Amid reports that the sudden change in guidelines came from the “top” of the Trump administration, CNN reported on Wednesday that top infectious disease expert Dr. Anthony Fauci was incapacitated when the decision was made.
“He said, ‘I was under general anesthesia in the operating room,’” CNN chief medical correspondent Dr. Sanjay Gupta said, reading comments from Fauci, who had surgery last week to remove a polyp on his vocal cord. “‘Last Thursday was not part of any discussion or deliberation regarding these new testing recommendations… I’m concerned about the interpretation of these recommendations.

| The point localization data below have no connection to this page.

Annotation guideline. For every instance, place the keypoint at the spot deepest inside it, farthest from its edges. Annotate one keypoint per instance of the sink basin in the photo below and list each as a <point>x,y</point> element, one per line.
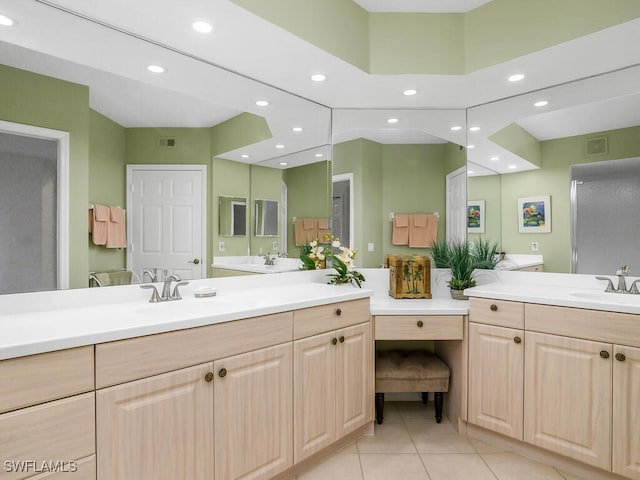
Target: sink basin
<point>603,297</point>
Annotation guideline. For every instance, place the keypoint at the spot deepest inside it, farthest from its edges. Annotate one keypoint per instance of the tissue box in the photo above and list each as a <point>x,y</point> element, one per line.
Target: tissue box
<point>409,276</point>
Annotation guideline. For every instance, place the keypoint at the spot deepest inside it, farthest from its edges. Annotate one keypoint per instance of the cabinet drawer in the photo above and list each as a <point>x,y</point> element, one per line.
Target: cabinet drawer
<point>324,318</point>
<point>496,312</point>
<point>134,358</point>
<point>60,431</point>
<point>34,379</point>
<point>84,469</point>
<point>418,327</point>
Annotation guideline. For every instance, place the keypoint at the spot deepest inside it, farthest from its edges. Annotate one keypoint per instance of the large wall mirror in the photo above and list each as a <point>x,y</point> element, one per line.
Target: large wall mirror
<point>527,147</point>
<point>118,113</point>
<point>397,162</point>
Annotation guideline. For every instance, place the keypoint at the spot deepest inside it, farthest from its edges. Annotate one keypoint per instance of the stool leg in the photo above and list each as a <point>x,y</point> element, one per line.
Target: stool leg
<point>379,407</point>
<point>439,398</point>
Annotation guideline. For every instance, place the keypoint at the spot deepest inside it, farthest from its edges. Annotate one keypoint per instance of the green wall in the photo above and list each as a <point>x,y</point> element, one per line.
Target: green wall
<point>107,160</point>
<point>553,179</point>
<point>393,179</point>
<point>266,184</point>
<point>308,195</point>
<point>436,43</point>
<point>33,99</point>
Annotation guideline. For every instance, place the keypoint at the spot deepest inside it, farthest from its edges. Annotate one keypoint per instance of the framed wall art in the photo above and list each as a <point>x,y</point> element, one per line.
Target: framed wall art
<point>534,214</point>
<point>475,216</point>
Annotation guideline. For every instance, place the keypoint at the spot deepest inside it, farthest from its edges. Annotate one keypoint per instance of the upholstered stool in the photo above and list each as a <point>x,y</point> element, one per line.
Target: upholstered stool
<point>410,371</point>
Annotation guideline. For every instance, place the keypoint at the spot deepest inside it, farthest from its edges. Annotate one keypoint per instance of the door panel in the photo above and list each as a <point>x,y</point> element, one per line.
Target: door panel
<point>166,220</point>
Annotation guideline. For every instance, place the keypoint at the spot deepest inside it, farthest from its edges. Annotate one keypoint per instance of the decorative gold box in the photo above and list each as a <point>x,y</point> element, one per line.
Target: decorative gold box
<point>409,276</point>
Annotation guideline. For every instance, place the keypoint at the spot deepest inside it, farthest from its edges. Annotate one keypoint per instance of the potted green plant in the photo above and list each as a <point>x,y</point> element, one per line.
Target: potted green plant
<point>462,266</point>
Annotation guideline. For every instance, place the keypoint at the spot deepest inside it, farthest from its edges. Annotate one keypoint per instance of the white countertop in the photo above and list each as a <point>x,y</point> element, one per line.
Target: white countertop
<point>37,332</point>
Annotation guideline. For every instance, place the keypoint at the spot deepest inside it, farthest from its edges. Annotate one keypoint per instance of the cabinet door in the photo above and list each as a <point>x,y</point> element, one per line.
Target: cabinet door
<point>314,394</point>
<point>253,414</point>
<point>496,370</point>
<point>568,397</point>
<point>158,428</point>
<point>626,414</point>
<point>353,378</point>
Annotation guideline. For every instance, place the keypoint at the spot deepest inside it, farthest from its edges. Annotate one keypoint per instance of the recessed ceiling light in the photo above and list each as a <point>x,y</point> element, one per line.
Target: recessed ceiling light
<point>156,69</point>
<point>202,27</point>
<point>6,21</point>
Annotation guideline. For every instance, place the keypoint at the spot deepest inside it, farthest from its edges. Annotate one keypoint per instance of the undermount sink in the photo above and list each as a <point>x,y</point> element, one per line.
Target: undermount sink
<point>609,297</point>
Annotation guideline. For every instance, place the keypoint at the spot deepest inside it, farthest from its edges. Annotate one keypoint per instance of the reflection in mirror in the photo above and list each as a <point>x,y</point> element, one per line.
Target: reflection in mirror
<point>527,145</point>
<point>266,218</point>
<point>232,216</point>
<point>411,166</point>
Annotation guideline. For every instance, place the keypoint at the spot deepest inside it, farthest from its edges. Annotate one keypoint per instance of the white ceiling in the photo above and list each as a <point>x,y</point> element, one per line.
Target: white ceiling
<point>426,6</point>
<point>89,47</point>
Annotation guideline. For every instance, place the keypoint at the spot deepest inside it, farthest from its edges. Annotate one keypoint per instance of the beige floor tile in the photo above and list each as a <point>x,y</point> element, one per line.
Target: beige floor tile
<point>401,466</point>
<point>438,438</point>
<point>417,412</point>
<point>456,467</point>
<point>388,438</point>
<point>509,466</point>
<point>351,448</point>
<point>390,413</point>
<point>341,466</point>
<point>482,447</point>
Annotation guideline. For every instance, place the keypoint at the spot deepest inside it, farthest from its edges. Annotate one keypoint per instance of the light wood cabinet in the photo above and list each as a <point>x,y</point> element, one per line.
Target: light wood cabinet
<point>496,379</point>
<point>253,414</point>
<point>626,414</point>
<point>157,428</point>
<point>332,388</point>
<point>568,397</point>
<point>59,431</point>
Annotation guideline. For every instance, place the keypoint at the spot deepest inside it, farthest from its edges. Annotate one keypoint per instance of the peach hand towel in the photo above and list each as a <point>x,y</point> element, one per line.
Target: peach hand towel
<point>423,230</point>
<point>101,217</point>
<point>116,229</point>
<point>400,235</point>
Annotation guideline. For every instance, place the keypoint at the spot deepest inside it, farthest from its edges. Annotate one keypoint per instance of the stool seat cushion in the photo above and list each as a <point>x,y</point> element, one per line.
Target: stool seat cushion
<point>410,371</point>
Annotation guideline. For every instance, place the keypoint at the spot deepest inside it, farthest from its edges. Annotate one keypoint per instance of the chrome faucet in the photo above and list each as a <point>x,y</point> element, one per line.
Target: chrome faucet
<point>167,294</point>
<point>622,282</point>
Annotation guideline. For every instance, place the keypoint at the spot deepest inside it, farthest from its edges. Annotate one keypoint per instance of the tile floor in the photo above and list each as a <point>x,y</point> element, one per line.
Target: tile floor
<point>409,445</point>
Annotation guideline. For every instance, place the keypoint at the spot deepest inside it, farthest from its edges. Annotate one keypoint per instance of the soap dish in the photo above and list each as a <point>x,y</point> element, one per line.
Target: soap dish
<point>204,292</point>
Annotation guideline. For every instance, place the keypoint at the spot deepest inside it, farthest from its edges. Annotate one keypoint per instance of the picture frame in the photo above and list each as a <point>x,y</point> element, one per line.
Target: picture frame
<point>475,216</point>
<point>534,214</point>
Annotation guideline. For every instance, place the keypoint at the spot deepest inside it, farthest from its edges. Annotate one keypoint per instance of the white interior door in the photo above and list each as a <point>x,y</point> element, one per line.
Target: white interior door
<point>166,220</point>
<point>457,205</point>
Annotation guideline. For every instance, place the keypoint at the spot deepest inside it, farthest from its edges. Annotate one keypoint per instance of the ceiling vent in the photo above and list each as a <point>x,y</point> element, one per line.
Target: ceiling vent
<point>596,146</point>
<point>165,142</point>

I’m worried it will give people the incorrect assumption that asymptomatic spread is not of great concern. In fact, it is.’”
He also said he didn’t think it was a sneaky trick, but I’m gonna disagree with him on that one.
On Wednesday, The New York Times and CNN reported that “pressure” for the change to the CDC’s COVID-19 guidelines came from top officials of the Trump administration.
No shit – Trump’s only been screaming about it for months.
In a statement issued Wednesday evening, HHS said the guidelines had been updated “to reflect current evidence and best public health practices, and to further emphasize using CDC-approved prevention strategies to protect yourself, your family, and the most vulnerable of all ages.”
Blah blah blah but we don’t belieeeeeeeeeeeve you.
Having a worse outbreak that draws even more media attention to your incompetence is not a winning general election move… Good job.
First week of school, I already had a student report an exposure. Fortunately, we are not face-to-face, so he isn’t at risk of infecting other students, and he is taking it seriously. We are a small school in a lightly populated region of a lightly populated state, but we have had a couple of surges. First from meat packing plants, then from motorcycle get togethers…and a birthday party.
At my college, we’ve had two faculty members hospitalized from COVID so far (both recovered now), but being a community college with a lot of technical programs and hands-on training, we have a fair number of students on campus.
I’m not thrilled about teaching in-person labs in the midst of a pandemic, though. Even if we are running the lab rooms at a third of their normal capacity.
ARC, that’s the situation we are in; a lot of technical courses that can’t be done on the internet. I am not teaching face-to-face labs because of my high risk status, but I am struggling with online labs because the students seem to be in chaos right now, possibly because they are as disrupted by this as we are, and it’s challenging to get them to listen and understand. Plus, I’m discovering it’s more difficult to walk them through how to do the math they don’t understand online than it is in person.